Important things to take care if your child’s Tooth is Knocked Out?
A tooth being knocked out can be an incredibly stressful time, but here are a few tips to help you through.
Let’s make sure our patient is ok.
Take a steady breath and remain calm. We know that this sounds difficult, but someone needs to be calm in this situation, and it is unlikely to be the person with the tooth knocked out!
- Ask the patient to sit down so that you can have a look in their mouth. Asking them to sit also means that if they start to feel faint, they are more easily moved into a safe position. You are likely to see some bleeding as blood mixes with saliva and gives the appearance of a lot of blood. Don’t worry too much about this.
- Fetch your First-Aid kit from your home or car.
- Pop on some gloves to protect yourself and the patient from possible infections
- Ask the patient to bite down on a folded piece of gauze. If you don’t have a First-Aid Kit you can substitute a clean cloth like a hankie or scarf.
Now we need to check the tooth.
Make sure to only touch the tooth by the crown (the part that we use to chew) not the root (the part that is anchored into the jawbone).
baby teeth (also called “deciduous teeth”) often have short, stumpy roots (as the permanent teeth are under them in the jawbone resorbing the roots).
Permanent teeth are bigger in size and appear slightly more yellow in colour when compared to a baby tooth. The patient is unlikely to have a permanent tooth to knock out unless they are older than 6 years old.
Once you are sure which type of tooth has been knocked out, we can plan what to do.
For a baby tooth: If your child knocks out a baby tooth do NOT reinsert into the mouth. Collect the tooth in a lunch bag or small container and ask the patient to spit into the bag to keep the tooth wet. If you are unable to get them to spit, you can use milk instead. Next, call the dentist to make a time to have the patient and tooth checked. For a permanent tooth: If a permanent tooth is knocked out, we need to aim to get to our dentist within 30 minutes of the injury to maximize the chances of saving the tooth.

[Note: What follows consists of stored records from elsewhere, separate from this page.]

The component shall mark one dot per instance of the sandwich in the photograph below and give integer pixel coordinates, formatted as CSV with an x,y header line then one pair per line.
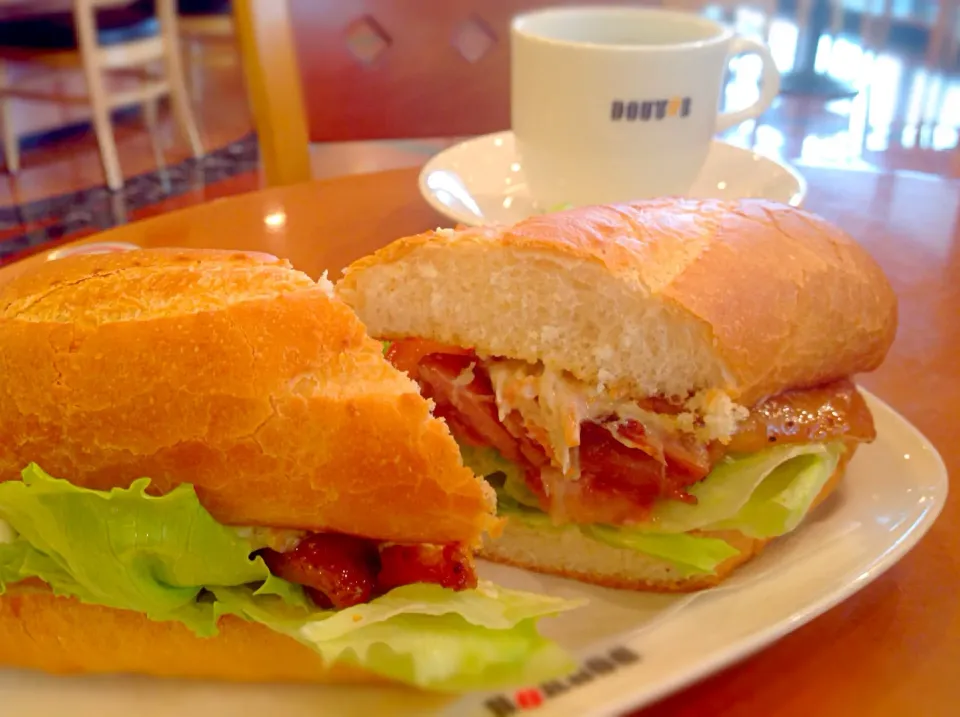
x,y
655,389
209,470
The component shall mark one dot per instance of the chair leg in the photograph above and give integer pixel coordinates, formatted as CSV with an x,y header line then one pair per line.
x,y
150,114
108,145
11,143
180,100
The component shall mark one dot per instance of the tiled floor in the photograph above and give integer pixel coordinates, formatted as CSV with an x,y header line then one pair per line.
x,y
905,117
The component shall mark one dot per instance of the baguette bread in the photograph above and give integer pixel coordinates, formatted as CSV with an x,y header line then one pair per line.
x,y
60,635
748,297
714,304
237,374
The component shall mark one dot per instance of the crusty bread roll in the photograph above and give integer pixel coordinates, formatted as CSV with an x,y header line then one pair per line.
x,y
651,298
662,298
570,554
232,372
60,635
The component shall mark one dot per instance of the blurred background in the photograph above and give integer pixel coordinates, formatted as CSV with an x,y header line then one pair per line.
x,y
115,110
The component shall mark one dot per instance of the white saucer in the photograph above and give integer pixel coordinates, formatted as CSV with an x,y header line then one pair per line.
x,y
480,180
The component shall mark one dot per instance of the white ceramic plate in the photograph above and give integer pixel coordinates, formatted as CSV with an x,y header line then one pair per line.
x,y
480,180
635,647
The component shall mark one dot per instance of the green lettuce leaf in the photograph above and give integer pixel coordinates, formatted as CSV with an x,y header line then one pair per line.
x,y
167,557
689,554
506,476
126,549
427,635
762,495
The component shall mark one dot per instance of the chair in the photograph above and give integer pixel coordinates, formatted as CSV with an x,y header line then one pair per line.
x,y
129,59
383,69
209,23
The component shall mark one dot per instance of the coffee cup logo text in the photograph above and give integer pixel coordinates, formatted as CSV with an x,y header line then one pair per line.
x,y
646,110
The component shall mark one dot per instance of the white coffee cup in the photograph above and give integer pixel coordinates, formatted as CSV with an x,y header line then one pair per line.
x,y
617,103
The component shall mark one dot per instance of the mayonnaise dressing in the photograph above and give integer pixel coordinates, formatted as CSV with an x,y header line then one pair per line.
x,y
553,404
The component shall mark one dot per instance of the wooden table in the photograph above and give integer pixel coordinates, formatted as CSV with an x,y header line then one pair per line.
x,y
894,648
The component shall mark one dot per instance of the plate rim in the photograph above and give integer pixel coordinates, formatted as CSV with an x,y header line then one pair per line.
x,y
619,701
798,198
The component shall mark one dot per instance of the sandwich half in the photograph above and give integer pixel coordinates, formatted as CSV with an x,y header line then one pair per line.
x,y
208,470
655,389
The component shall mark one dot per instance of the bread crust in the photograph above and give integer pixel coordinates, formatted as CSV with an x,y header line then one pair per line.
x,y
232,372
59,635
749,296
522,547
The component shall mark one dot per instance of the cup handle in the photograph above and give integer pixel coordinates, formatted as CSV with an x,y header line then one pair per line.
x,y
769,83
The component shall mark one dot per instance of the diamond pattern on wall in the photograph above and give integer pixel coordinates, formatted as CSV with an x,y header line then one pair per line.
x,y
473,39
366,39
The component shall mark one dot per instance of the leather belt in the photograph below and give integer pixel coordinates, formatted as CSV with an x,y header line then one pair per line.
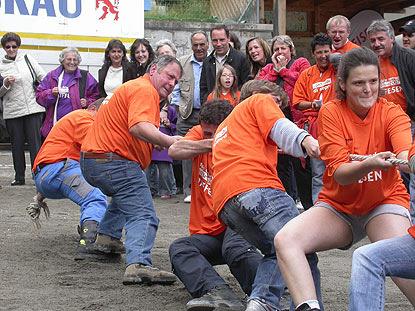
x,y
109,156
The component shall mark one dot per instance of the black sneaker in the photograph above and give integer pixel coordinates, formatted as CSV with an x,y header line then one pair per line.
x,y
218,297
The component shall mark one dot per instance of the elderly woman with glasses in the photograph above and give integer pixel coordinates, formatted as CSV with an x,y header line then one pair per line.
x,y
65,89
22,114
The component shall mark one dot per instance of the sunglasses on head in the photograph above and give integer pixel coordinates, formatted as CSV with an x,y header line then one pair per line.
x,y
8,47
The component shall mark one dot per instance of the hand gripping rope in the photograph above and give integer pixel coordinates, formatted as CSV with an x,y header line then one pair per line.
x,y
394,161
34,209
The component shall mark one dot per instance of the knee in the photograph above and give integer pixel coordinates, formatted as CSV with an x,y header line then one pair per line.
x,y
179,248
284,240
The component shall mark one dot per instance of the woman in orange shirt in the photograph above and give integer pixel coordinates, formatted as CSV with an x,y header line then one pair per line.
x,y
358,198
226,86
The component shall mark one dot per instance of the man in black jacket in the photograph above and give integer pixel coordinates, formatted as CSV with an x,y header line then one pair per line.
x,y
397,68
222,54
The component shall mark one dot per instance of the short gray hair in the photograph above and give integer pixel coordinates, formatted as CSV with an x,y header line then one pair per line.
x,y
164,42
284,39
70,49
164,61
381,25
338,19
199,32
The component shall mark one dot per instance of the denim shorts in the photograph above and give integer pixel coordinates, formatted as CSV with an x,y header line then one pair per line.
x,y
358,224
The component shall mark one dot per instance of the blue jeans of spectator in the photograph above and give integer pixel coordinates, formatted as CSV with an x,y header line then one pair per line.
x,y
64,180
258,215
372,263
193,258
126,183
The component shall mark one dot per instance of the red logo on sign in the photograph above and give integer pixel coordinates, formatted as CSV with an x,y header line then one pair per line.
x,y
108,6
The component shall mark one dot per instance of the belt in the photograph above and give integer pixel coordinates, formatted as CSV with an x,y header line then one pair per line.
x,y
109,156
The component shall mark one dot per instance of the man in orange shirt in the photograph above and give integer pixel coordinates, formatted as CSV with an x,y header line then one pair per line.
x,y
314,88
210,243
397,69
248,196
339,28
115,152
58,174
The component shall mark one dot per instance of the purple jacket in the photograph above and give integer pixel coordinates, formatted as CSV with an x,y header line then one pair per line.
x,y
163,155
45,98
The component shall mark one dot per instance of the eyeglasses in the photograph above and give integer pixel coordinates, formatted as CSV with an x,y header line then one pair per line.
x,y
8,47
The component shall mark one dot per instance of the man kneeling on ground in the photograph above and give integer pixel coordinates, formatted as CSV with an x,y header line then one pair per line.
x,y
210,243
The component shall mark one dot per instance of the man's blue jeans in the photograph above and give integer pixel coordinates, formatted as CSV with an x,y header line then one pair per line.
x,y
258,215
64,180
126,183
371,263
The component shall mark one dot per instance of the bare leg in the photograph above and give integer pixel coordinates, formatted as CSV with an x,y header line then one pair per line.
x,y
316,229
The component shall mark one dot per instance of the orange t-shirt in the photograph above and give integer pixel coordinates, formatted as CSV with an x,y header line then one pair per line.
x,y
133,102
228,97
346,48
202,218
342,132
244,158
312,84
390,83
65,139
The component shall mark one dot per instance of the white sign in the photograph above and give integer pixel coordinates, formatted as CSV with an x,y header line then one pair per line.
x,y
102,18
360,22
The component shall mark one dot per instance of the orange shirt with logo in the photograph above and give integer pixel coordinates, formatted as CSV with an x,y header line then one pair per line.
x,y
65,139
133,102
312,84
244,157
342,132
390,83
346,48
228,97
202,220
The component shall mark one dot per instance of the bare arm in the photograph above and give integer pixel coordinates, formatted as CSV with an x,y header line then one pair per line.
x,y
187,149
149,133
352,172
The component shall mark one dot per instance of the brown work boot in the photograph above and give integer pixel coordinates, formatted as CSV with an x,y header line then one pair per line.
x,y
140,274
108,245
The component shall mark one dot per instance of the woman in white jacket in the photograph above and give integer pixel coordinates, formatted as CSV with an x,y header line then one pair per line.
x,y
22,114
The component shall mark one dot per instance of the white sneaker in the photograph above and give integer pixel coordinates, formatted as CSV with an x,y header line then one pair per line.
x,y
187,199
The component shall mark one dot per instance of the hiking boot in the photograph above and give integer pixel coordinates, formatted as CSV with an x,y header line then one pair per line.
x,y
108,245
305,307
140,274
87,233
218,297
256,305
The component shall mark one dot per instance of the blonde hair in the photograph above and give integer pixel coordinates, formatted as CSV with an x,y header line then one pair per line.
x,y
218,86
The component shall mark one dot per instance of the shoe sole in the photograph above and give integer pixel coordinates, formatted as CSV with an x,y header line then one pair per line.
x,y
145,281
220,307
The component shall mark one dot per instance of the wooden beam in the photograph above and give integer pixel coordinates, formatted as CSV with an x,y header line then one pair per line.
x,y
279,17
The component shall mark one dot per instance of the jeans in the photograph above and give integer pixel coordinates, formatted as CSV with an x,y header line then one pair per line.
x,y
192,259
64,180
317,171
371,263
258,215
126,183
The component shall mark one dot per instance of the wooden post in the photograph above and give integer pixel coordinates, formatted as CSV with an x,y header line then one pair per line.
x,y
279,17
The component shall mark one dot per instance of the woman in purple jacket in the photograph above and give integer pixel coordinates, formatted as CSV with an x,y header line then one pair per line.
x,y
65,89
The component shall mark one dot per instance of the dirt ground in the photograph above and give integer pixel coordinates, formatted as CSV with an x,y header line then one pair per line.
x,y
38,272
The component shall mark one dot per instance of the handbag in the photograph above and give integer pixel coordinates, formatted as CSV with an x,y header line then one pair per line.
x,y
35,82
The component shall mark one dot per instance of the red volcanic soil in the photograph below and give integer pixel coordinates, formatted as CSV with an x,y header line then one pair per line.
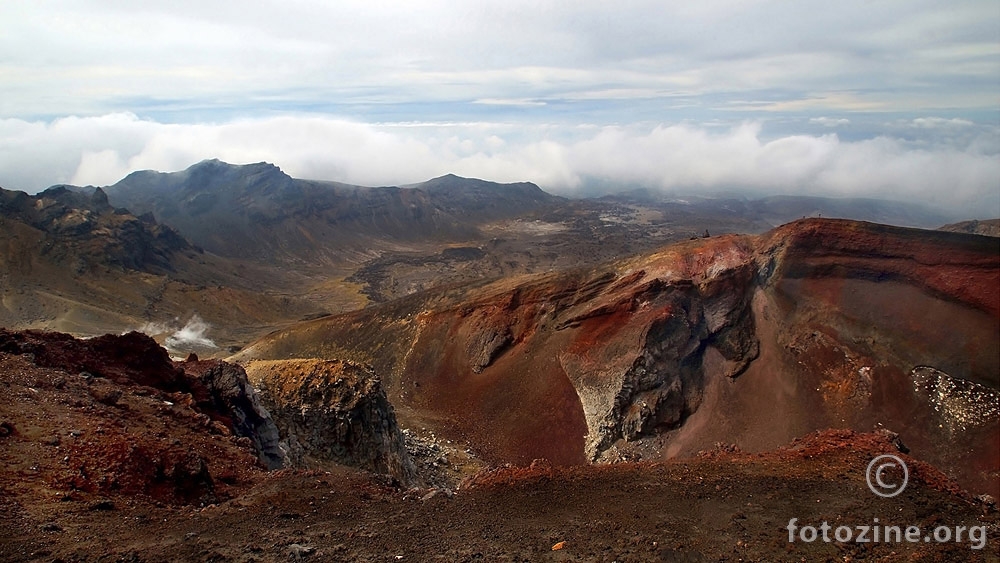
x,y
750,340
720,506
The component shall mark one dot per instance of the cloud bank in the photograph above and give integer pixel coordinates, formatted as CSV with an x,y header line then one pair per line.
x,y
956,169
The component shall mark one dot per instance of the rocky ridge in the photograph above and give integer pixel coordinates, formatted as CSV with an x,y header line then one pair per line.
x,y
332,412
619,362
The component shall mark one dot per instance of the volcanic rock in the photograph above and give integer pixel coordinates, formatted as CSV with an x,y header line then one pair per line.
x,y
332,411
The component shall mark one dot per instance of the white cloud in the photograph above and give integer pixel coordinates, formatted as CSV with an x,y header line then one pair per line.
x,y
936,122
830,121
101,150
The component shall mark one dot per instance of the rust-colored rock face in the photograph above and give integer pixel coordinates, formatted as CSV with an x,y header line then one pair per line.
x,y
734,339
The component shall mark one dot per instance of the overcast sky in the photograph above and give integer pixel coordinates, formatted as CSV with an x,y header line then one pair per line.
x,y
892,99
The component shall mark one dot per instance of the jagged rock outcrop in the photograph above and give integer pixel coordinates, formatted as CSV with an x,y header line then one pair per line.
x,y
83,230
333,411
229,392
217,390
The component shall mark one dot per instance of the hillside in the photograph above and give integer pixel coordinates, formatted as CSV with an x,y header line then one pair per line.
x,y
751,340
258,212
989,227
72,262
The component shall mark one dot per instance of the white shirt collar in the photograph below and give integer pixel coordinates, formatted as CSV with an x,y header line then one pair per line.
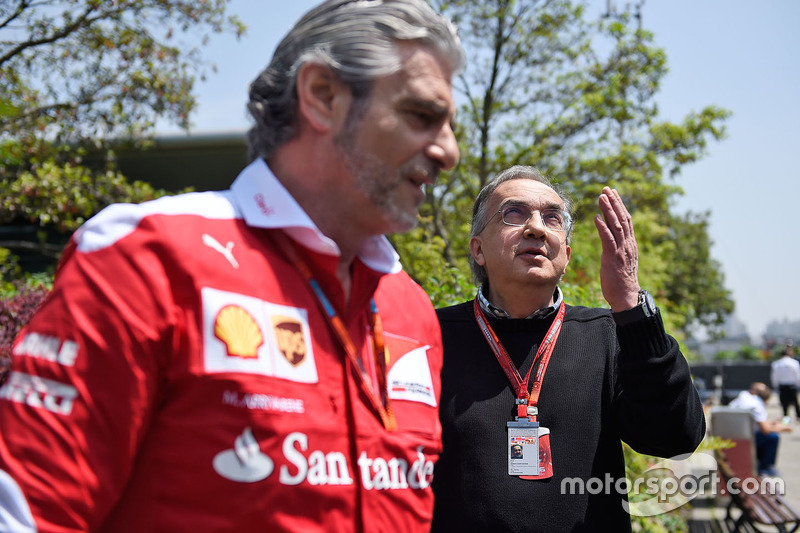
x,y
491,309
265,203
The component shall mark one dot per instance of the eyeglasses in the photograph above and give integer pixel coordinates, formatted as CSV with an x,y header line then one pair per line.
x,y
520,215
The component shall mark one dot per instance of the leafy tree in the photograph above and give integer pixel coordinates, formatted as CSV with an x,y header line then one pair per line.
x,y
546,86
95,69
78,73
17,306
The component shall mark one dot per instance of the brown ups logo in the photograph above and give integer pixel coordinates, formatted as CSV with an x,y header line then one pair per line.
x,y
289,335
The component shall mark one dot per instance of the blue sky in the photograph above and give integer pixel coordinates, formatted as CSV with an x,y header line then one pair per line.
x,y
743,55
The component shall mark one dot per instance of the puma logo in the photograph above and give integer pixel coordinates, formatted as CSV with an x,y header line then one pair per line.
x,y
226,251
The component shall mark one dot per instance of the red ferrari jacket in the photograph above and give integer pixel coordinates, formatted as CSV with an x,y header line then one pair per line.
x,y
182,377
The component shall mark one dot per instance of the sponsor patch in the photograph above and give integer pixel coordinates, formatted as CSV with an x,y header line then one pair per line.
x,y
40,393
49,348
245,334
409,375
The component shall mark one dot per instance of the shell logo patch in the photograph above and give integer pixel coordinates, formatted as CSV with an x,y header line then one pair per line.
x,y
249,335
239,331
289,336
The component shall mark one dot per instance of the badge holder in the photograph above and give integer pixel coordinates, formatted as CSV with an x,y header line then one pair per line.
x,y
528,445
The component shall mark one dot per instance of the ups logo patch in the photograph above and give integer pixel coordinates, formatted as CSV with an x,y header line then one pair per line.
x,y
290,339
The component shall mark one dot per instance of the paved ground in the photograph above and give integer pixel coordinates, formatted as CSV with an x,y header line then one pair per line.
x,y
708,513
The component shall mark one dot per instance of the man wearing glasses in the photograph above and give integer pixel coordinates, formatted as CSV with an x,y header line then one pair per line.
x,y
522,368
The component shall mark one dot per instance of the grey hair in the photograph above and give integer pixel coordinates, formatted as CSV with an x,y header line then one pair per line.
x,y
481,215
358,40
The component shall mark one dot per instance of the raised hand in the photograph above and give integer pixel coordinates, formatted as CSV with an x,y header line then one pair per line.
x,y
619,262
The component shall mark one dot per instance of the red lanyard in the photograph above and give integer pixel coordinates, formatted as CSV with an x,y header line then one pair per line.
x,y
545,351
380,401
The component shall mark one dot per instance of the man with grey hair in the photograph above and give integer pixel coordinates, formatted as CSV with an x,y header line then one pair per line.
x,y
566,383
254,359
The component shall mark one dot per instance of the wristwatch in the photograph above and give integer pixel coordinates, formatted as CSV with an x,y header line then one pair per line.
x,y
645,308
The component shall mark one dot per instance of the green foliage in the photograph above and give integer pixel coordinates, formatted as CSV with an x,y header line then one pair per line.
x,y
423,261
80,73
91,69
743,353
65,196
574,97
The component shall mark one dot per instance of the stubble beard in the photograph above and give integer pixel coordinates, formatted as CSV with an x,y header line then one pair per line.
x,y
378,183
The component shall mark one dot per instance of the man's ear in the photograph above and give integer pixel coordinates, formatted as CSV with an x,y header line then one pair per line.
x,y
322,100
476,249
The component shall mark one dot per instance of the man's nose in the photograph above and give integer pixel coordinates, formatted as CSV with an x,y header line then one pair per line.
x,y
535,226
444,148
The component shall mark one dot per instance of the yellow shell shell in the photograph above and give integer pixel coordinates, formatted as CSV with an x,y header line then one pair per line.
x,y
239,331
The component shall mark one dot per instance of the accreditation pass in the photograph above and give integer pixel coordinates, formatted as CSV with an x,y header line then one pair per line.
x,y
523,448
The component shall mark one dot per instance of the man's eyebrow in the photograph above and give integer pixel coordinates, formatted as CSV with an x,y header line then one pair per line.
x,y
550,204
431,106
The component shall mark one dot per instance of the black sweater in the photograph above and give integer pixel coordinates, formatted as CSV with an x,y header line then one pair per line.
x,y
604,383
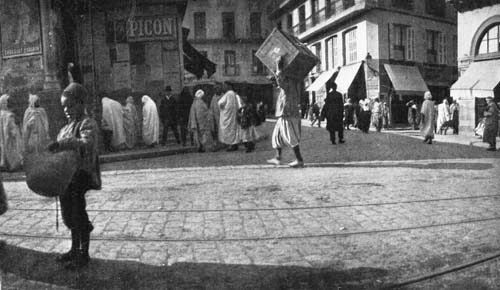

If the tooth is covered in debris, briefly rinse with milk or tap water. Do NOT scrub it.
Put the tooth back into the mouth
- Check the tooth is facing the correct way
- Get the patient to bite gently on a cloth or gauze to hold the tooth in place. You can even use aluminium foil or the patient’s mouthguard to secure the tooth in position.
- If you’re unable to put the tooth back in place, take it with you to the dentist. Ideally it should be stored in the patient’s saliva or milk, but never in water.
We hope this information is helpful in case of a lost tooth.